Were They Or Weren't They?
Staff writer Zachary A. Goldfarb reports on the interesting contortions federal regulators went through to describe the capital condition of mortgage finance giants Fannie Mae and Freddie Mac just before they were taken over by the government.
Here's his full story; you decide if there aren't some contradictions here:
By Zachary A. Goldfarb
Reading the latest report from the federal regulator running mortgage finance giants Fannie Mae and Freddie Mac could give you whiplash.
Fannie Mae and Freddie Mac had said at the end of June that they had billions of dollars more of a financial cushion than required by their regulator. The report by the Federal Housing Finance Agency Thursday reaffirmed that, saying Fannie Mae had $9.4 billion and Freddie Mac had $2.7 billion more capital than required.

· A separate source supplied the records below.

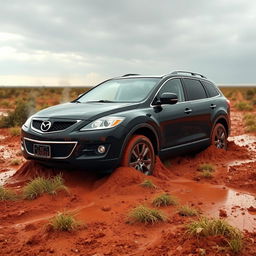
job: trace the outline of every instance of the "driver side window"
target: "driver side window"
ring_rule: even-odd
[[[160,89],[157,97],[160,98],[160,95],[164,92],[175,93],[178,96],[178,102],[184,101],[184,93],[180,79],[175,78],[168,80]]]

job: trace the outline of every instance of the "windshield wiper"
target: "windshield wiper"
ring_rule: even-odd
[[[111,101],[111,100],[92,100],[92,101],[86,101],[86,102],[112,103],[112,102],[114,102],[114,101]]]

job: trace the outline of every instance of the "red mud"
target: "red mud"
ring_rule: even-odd
[[[240,135],[238,132],[236,136]],[[10,138],[7,130],[1,130],[2,134],[6,138],[1,145],[9,150],[11,141],[11,152],[18,150],[19,138]],[[120,167],[103,178],[26,162],[7,186],[19,192],[34,177],[62,173],[69,193],[44,195],[32,201],[0,202],[0,255],[203,255],[203,249],[206,255],[231,255],[230,251],[218,250],[218,246],[226,246],[223,237],[196,239],[185,235],[184,225],[195,217],[180,217],[179,206],[161,208],[168,216],[165,223],[127,223],[131,209],[138,204],[152,207],[152,199],[161,193],[178,197],[180,205],[194,206],[205,216],[219,218],[221,212],[222,218],[244,231],[240,255],[256,255],[255,162],[229,167],[230,162],[255,158],[255,152],[248,147],[230,142],[227,152],[209,147],[196,155],[170,159],[166,162],[168,167],[157,159],[153,177]],[[202,163],[215,166],[212,179],[200,177],[198,165]],[[2,171],[9,169],[9,160],[0,166]],[[144,179],[152,180],[157,188],[141,187]],[[58,211],[74,213],[85,225],[66,233],[51,230],[48,220]]]

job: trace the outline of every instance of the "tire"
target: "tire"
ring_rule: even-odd
[[[228,140],[227,131],[225,127],[218,123],[212,131],[211,144],[216,148],[227,150]]]
[[[124,149],[121,166],[133,167],[146,175],[152,175],[155,152],[151,141],[143,135],[134,135]]]

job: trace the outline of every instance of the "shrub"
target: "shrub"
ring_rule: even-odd
[[[10,128],[11,136],[20,136],[20,127],[12,127]]]
[[[215,171],[215,166],[212,164],[200,164],[197,168],[199,171],[209,171],[209,172],[214,172]]]
[[[128,215],[130,221],[141,222],[145,224],[154,224],[159,221],[165,221],[165,214],[159,210],[151,209],[143,205],[135,207]]]
[[[23,189],[25,199],[35,199],[44,193],[56,194],[57,191],[68,188],[64,185],[64,180],[61,175],[57,175],[51,179],[38,177],[30,181]]]
[[[253,110],[253,106],[250,103],[241,101],[235,104],[235,108],[240,111],[251,111]]]
[[[197,237],[222,235],[233,253],[239,253],[243,247],[242,233],[223,219],[200,218],[187,225],[187,232]]]
[[[68,213],[59,212],[50,220],[50,226],[58,231],[71,231],[76,229],[79,225],[74,216]]]
[[[168,205],[177,205],[178,199],[169,194],[162,194],[154,198],[152,204],[156,207],[168,206]]]
[[[20,160],[20,159],[13,159],[13,160],[11,161],[11,165],[20,165],[20,163],[21,163],[21,160]]]
[[[145,188],[156,188],[156,185],[151,180],[144,180],[140,185]]]
[[[0,186],[0,201],[15,200],[16,198],[17,195],[13,191]]]
[[[198,216],[199,211],[193,207],[190,207],[189,205],[183,205],[179,208],[178,210],[179,215],[181,216],[187,216],[187,217],[192,217],[192,216]]]

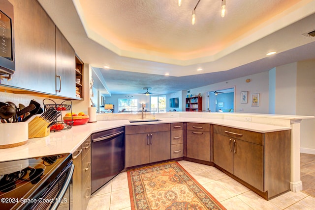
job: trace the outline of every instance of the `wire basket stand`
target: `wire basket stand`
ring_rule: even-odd
[[[48,102],[49,101],[49,102]],[[53,103],[52,103],[52,102]],[[48,103],[50,104],[48,104]],[[62,115],[61,115],[61,120],[57,119],[52,125],[51,125],[50,131],[55,132],[64,130],[70,129],[73,125],[73,118],[72,117],[72,102],[71,100],[63,101],[61,104],[57,104],[55,101],[50,99],[43,100],[43,104],[45,110],[47,110],[51,107],[54,107],[57,111],[60,111],[61,113],[63,111],[70,111],[71,113],[71,120],[64,121],[63,120]]]

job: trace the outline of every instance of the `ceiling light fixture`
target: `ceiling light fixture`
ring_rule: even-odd
[[[272,51],[271,52],[269,52],[268,53],[267,53],[267,54],[266,54],[266,55],[273,55],[274,54],[276,54],[277,52],[276,51]]]
[[[221,4],[221,17],[224,18],[225,16],[225,0],[222,0]]]
[[[222,1],[221,3],[221,17],[224,18],[225,16],[225,0],[221,0]],[[180,0],[178,0],[178,5],[180,6],[180,1],[181,1],[181,5],[182,4],[182,1]],[[199,4],[199,2],[200,2],[200,0],[198,0],[195,8],[192,10],[192,14],[191,15],[191,24],[194,25],[196,23],[196,8]]]
[[[198,0],[197,2],[197,4],[195,6],[195,8],[192,10],[192,14],[191,15],[191,25],[195,25],[196,23],[196,8],[197,8],[197,6],[198,6],[198,4],[200,1],[200,0]]]

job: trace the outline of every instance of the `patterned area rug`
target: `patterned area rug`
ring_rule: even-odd
[[[177,162],[127,172],[132,210],[225,210]]]

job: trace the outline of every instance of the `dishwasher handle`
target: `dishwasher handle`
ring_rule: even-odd
[[[113,138],[114,137],[119,135],[123,133],[124,132],[125,132],[125,131],[122,131],[115,133],[114,134],[111,134],[108,135],[105,135],[105,136],[102,136],[102,137],[100,137],[99,138],[95,138],[95,139],[93,139],[93,142],[96,142],[97,141],[108,139],[109,138]]]

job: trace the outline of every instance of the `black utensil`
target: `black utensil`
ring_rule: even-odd
[[[10,105],[6,105],[0,108],[0,117],[4,120],[6,120],[7,122],[8,119],[15,115],[16,113],[15,109]],[[8,122],[10,123],[11,121]]]
[[[25,114],[28,112],[30,112],[31,111],[32,111],[36,108],[36,106],[33,104],[31,104],[26,106],[25,108],[21,109],[20,111],[16,112],[16,115],[19,117],[23,114]]]
[[[43,109],[40,107],[40,104],[39,103],[34,100],[31,100],[31,102],[30,102],[30,105],[31,104],[35,105],[35,107],[34,109],[30,112],[30,115],[25,117],[25,118],[22,120],[22,122],[27,121],[29,119],[31,118],[35,114],[41,114],[43,113]]]

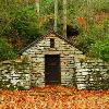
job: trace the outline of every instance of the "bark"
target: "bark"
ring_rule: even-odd
[[[36,14],[38,15],[38,26],[40,29],[40,21],[39,21],[39,16],[40,16],[40,10],[39,10],[39,0],[35,0],[35,5],[36,5]]]
[[[66,0],[63,0],[63,36],[66,37]]]

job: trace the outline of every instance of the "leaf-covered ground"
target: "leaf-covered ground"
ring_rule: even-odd
[[[46,86],[0,90],[0,109],[109,109],[109,90]]]

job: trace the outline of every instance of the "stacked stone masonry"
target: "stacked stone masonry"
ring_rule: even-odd
[[[55,39],[55,48],[50,48],[50,38]],[[7,74],[5,68],[0,69],[0,81],[17,80],[15,81],[26,87],[45,86],[45,55],[60,55],[61,63],[61,85],[74,86],[74,81],[78,89],[86,88],[86,77],[93,72],[99,71],[105,76],[109,71],[109,65],[99,59],[86,58],[80,50],[74,48],[65,40],[50,34],[44,39],[37,41],[27,48],[21,57],[28,57],[29,69],[27,73],[23,73],[25,78],[20,78],[21,73],[13,77],[12,71]],[[90,78],[93,81],[93,78]]]

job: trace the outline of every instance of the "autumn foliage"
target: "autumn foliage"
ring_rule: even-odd
[[[0,109],[109,109],[109,90],[62,86],[0,90]]]

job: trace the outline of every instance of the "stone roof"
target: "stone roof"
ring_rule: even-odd
[[[46,36],[48,36],[49,34],[53,34],[57,37],[59,37],[60,39],[63,39],[64,41],[66,41],[68,44],[70,44],[71,46],[73,46],[73,44],[64,36],[59,35],[57,32],[55,31],[49,31],[46,35],[40,36],[39,38],[37,38],[35,41],[33,41],[32,44],[29,44],[28,46],[26,46],[25,48],[23,48],[22,50],[19,51],[19,55],[22,55],[25,50],[27,50],[28,48],[33,47],[35,44],[37,44],[39,40],[43,40]]]

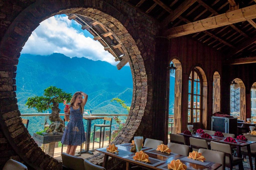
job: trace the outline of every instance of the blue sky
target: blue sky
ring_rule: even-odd
[[[21,53],[47,55],[58,53],[116,65],[118,62],[114,57],[92,39],[93,37],[89,32],[81,29],[81,26],[65,14],[52,17],[41,22],[32,32]]]

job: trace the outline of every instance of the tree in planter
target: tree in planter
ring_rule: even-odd
[[[28,98],[25,105],[28,108],[35,107],[41,113],[51,109],[52,113],[49,116],[49,119],[52,123],[47,132],[52,132],[54,135],[58,132],[63,133],[64,122],[59,116],[60,109],[59,108],[59,104],[64,100],[70,100],[72,97],[71,94],[52,86],[45,89],[44,91],[43,96]],[[57,123],[57,122],[59,123]]]
[[[128,113],[129,113],[129,112],[130,111],[130,107],[129,106],[127,106],[126,105],[126,104],[124,103],[125,102],[124,101],[123,101],[122,99],[119,99],[118,98],[113,98],[110,101],[112,102],[115,101],[121,104],[122,105],[122,107],[123,108],[126,109],[127,110]],[[115,138],[115,137],[117,136],[117,135],[121,130],[122,130],[122,129],[124,125],[124,123],[122,123],[122,121],[120,120],[119,118],[118,117],[118,116],[114,116],[113,117],[113,119],[115,120],[116,122],[116,123],[117,123],[118,125],[118,127],[117,128],[117,130],[114,131],[112,135],[112,138],[111,138],[111,139],[110,140],[111,142],[113,141],[114,139]]]

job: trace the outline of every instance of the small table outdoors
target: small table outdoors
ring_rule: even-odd
[[[83,149],[80,150],[81,153],[80,154],[82,153],[87,153],[91,155],[93,155],[93,153],[89,151],[89,150],[90,148],[90,140],[91,137],[91,128],[92,126],[92,120],[96,119],[103,119],[104,118],[104,117],[99,117],[93,116],[83,116],[83,118],[87,120],[87,127],[86,127],[86,141],[85,141],[85,149]],[[83,143],[82,144],[81,148],[83,148]],[[78,154],[80,153],[79,153]]]
[[[200,161],[198,163],[194,162],[195,160],[187,158],[187,156],[171,153],[170,154],[162,153],[156,151],[155,149],[143,147],[142,150],[148,155],[149,159],[151,163],[146,163],[134,160],[132,157],[135,155],[134,153],[130,151],[130,143],[124,143],[116,146],[119,151],[119,154],[112,153],[106,151],[106,148],[103,148],[96,149],[98,152],[105,154],[103,166],[108,169],[108,161],[109,157],[111,156],[115,159],[124,161],[126,163],[126,170],[128,170],[131,164],[140,167],[151,169],[168,170],[167,168],[168,164],[169,164],[173,160],[179,159],[183,163],[186,165],[189,169],[205,169],[215,170],[220,167],[221,164],[209,162],[205,161],[204,163],[207,165],[203,166],[204,163]],[[194,162],[193,162],[194,161]]]
[[[192,136],[185,135],[183,133],[177,133],[178,135],[180,135],[184,136],[186,138],[187,144],[189,143],[189,138],[194,138],[201,139],[206,140],[208,142],[210,142],[211,141],[214,141],[216,142],[219,142],[220,143],[228,144],[232,146],[236,147],[237,148],[237,156],[239,157],[242,157],[242,154],[241,154],[241,147],[246,147],[247,148],[247,150],[248,151],[248,157],[249,157],[249,161],[250,163],[250,166],[251,169],[253,169],[253,166],[252,165],[252,156],[251,153],[251,147],[250,145],[252,143],[256,143],[256,142],[250,141],[245,141],[240,140],[236,139],[236,141],[237,142],[237,143],[232,143],[230,142],[225,142],[223,141],[226,138],[218,137],[213,135],[211,135],[212,139],[202,138],[201,137],[202,134],[197,133],[196,135],[192,135]]]

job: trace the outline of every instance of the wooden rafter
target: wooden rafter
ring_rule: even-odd
[[[244,41],[242,44],[236,48],[236,50],[232,50],[231,52],[229,53],[228,55],[228,56],[231,57],[237,54],[255,42],[256,42],[256,35],[254,36],[251,38],[248,39],[246,41]]]
[[[170,13],[169,16],[164,20],[162,23],[166,25],[170,22],[173,22],[196,1],[197,0],[186,0],[184,1],[178,8]],[[157,3],[156,2],[156,3]]]
[[[230,60],[228,64],[231,65],[254,63],[256,63],[256,57],[241,58],[234,60]]]
[[[148,8],[148,9],[145,12],[147,14],[148,14],[152,10],[154,9],[154,8],[156,7],[157,4],[156,3],[155,3],[153,5],[150,7]]]
[[[215,15],[219,15],[220,14],[218,12],[215,10],[213,8],[211,7],[206,4],[202,0],[198,0],[197,2],[201,4],[202,6],[203,6],[206,9],[207,9],[209,11]],[[248,37],[248,36],[246,34],[243,32],[241,30],[238,28],[236,26],[232,24],[230,25],[230,26],[234,29],[235,30],[244,37]]]
[[[163,35],[173,38],[256,18],[256,5],[168,29]]]

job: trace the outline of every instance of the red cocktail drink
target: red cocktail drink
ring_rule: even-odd
[[[66,113],[68,113],[68,107],[69,106],[69,104],[66,104],[66,105],[65,106],[65,108],[66,108],[68,110],[68,111],[67,111]]]

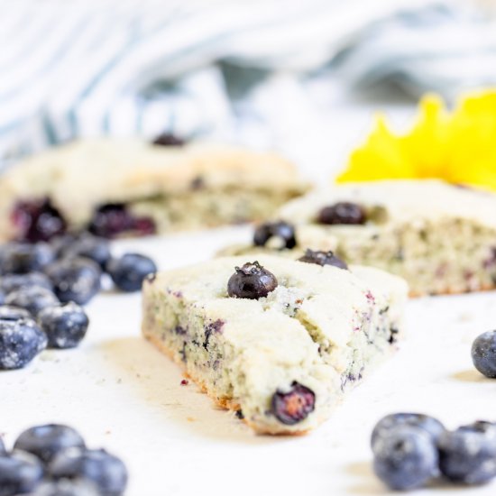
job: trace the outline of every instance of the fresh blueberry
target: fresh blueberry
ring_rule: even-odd
[[[0,320],[21,320],[22,318],[31,318],[31,314],[25,308],[19,307],[10,307],[9,305],[0,306]]]
[[[475,338],[472,344],[472,361],[482,374],[496,378],[496,331],[488,331]]]
[[[86,234],[75,240],[60,255],[68,258],[82,257],[96,262],[102,270],[110,260],[110,245],[106,238]]]
[[[314,252],[307,250],[305,254],[298,259],[299,262],[307,263],[317,263],[317,265],[334,265],[339,269],[347,269],[348,266],[339,257],[336,257],[333,252]]]
[[[48,241],[66,230],[60,212],[48,198],[21,201],[12,212],[12,221],[21,241]]]
[[[126,253],[112,259],[106,267],[115,286],[123,291],[138,291],[146,276],[157,271],[153,261],[138,253]]]
[[[277,390],[272,395],[272,414],[287,426],[301,422],[314,411],[314,391],[296,381],[291,384],[289,390]]]
[[[69,301],[43,308],[38,322],[47,335],[49,348],[74,348],[85,336],[89,319],[79,305]]]
[[[24,308],[36,317],[45,307],[56,305],[59,300],[50,289],[39,286],[28,286],[9,293],[5,298],[5,303]]]
[[[68,426],[48,424],[35,426],[23,431],[14,447],[35,455],[45,464],[66,448],[84,448],[85,442],[79,433]]]
[[[9,243],[2,249],[2,273],[25,274],[40,271],[54,257],[53,250],[46,243]]]
[[[287,222],[267,222],[259,225],[253,234],[253,244],[265,246],[271,238],[278,240],[280,250],[296,246],[295,228]]]
[[[122,203],[106,204],[98,207],[87,230],[96,236],[114,238],[123,233],[144,236],[155,233],[155,223],[150,217],[137,217]]]
[[[374,445],[373,470],[390,489],[418,488],[438,473],[436,445],[422,428],[397,425]]]
[[[186,141],[183,138],[179,138],[171,133],[159,134],[152,142],[161,146],[184,146],[186,144]]]
[[[24,367],[46,345],[47,336],[33,320],[0,320],[0,370]]]
[[[375,444],[378,439],[387,436],[389,431],[399,426],[410,426],[425,430],[436,443],[441,435],[445,432],[445,427],[433,417],[422,413],[392,413],[386,415],[377,422],[371,436],[371,445],[375,451]]]
[[[86,258],[59,260],[49,265],[45,272],[63,303],[84,305],[100,289],[100,267]]]
[[[496,476],[496,426],[475,422],[439,438],[439,468],[455,482],[483,484]]]
[[[276,276],[258,262],[235,267],[235,271],[227,282],[227,294],[230,297],[258,299],[277,288]]]
[[[28,274],[6,274],[0,278],[0,289],[5,294],[26,288],[28,286],[38,286],[46,288],[51,291],[53,286],[50,279],[42,272],[30,272]]]
[[[127,485],[124,463],[103,449],[68,449],[49,466],[54,479],[81,478],[92,482],[105,496],[118,496]]]
[[[60,479],[41,482],[30,496],[100,496],[100,493],[87,481]]]
[[[0,456],[0,496],[32,492],[43,478],[43,466],[35,456],[14,452]]]
[[[365,224],[366,216],[363,208],[356,203],[338,202],[325,207],[317,216],[320,224]]]
[[[64,252],[69,250],[80,236],[81,234],[78,233],[65,233],[51,238],[50,245],[55,253],[55,258],[60,258]]]

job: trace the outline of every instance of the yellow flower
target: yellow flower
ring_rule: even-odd
[[[438,96],[425,96],[406,134],[379,116],[336,180],[426,178],[496,190],[496,88],[465,96],[452,112]]]

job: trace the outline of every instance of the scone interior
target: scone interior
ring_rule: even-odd
[[[319,212],[352,202],[360,225],[326,225]],[[336,186],[289,201],[276,215],[295,225],[297,245],[280,250],[237,246],[298,258],[305,249],[332,250],[350,263],[406,279],[412,296],[489,289],[496,280],[496,196],[436,180],[374,181]]]
[[[406,283],[372,268],[264,255],[277,288],[259,299],[231,298],[227,281],[246,262],[216,259],[149,279],[143,335],[256,431],[307,431],[396,348]],[[305,415],[277,409],[278,401],[299,405],[303,394]]]
[[[39,241],[51,230],[80,229],[115,237],[238,224],[266,218],[308,188],[296,168],[272,153],[80,141],[0,178],[0,237]],[[39,218],[39,229],[30,230]]]

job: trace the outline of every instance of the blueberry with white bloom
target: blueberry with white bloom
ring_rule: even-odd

But, even though the companies were adequately capitalized, the regulator Thursday declared them undercapitalized. How did it square that circle?
The regulator, in essence, said capital wasn't a good enough barometer of the companies' financial footing. The law gives the regulator the authority to designate the companies undercapitalized even if they technically have enough capital. In its report, the FHFA said that the sharp downturn in the mortgage market over the summer "raised significant questions about the sufficiency of capital."
The report listed six points supporting the regulator's determination, citing concerns about the companies' overall "safety and soundness."
For the first time, the regulator expressed concerns about whether too much of the capital was made up of what it called "intangible assets." Analysts raised questions about these assets, which included tax credits due the companies, in the weeks leading up to the takeover. In the case of the tax credits, they were useful as capital only if the companies had profits; instead, the companies were posting big losses.
The regulator's conclusion comes after it used the companies' capital position to bolster confidence in the firms over the summer.
"They had a bunch of safety and soundness issues in the second quarter, but at that point [the regulator] was putting the sunniest possible face on it," said Karen Shaw Petrou, an analyst at Washington-based Federal Financial Analytics.
Some believe that the government's actions in the weeks leading up to the takeover put the companies in a worsened capital position by making it difficult to raise money by issuing new stock.
"I believe the conservatorship of Fannie and Freddie became almost necessary because secretary of Treasury [Henry M.] Paulson Jr.] was indicating that if the government had to intervene, they would be sure to wipe out the shareholders," said Dwight Jaffee, a finance professor at the University of California at Berkeley. "This made it impossible for Fannie and Freddie to raise any more capital."
The companies' third quarter closed at the end of September. Financial results will not be released for another month. But the decision to declare them undercapitalized suggests the numbers won't be pretty.
"One has to believe that the government came to understand that the financial situation of Fannie and Freddie was much more distressed than the reports of June 30 had indicated," Jaffee said.
Usually, being declared undercapitalized would subject the companies to modest penalties, but none will be exacted while they are under government control. The FHFA also has suspended the capital requirements, though the companies will continue to disclose capital figures in their quarterly reports. The government set up a program to lend money or inject capital if the companies falter.
"As a practical matter, the government is now running Fannie and Freddie to bail out a sinking economy and a sinking housing market," Jaffee said. "And they're going to do everything reasonable to achieve those goals, and that may involve taking more risks than they would ordinarily do and accepting a lower return on the assets than they normally do."
A report from Federal Financial Analytics, called "Don't Ask, Don't Tell," noted that ambiguities still surround the firms. For instance, their debt is backed fully by the U.S. government, but the cost of their debt is much greater than government debt such as Treasury bills. That suggests investors don't have full confidence in the companies.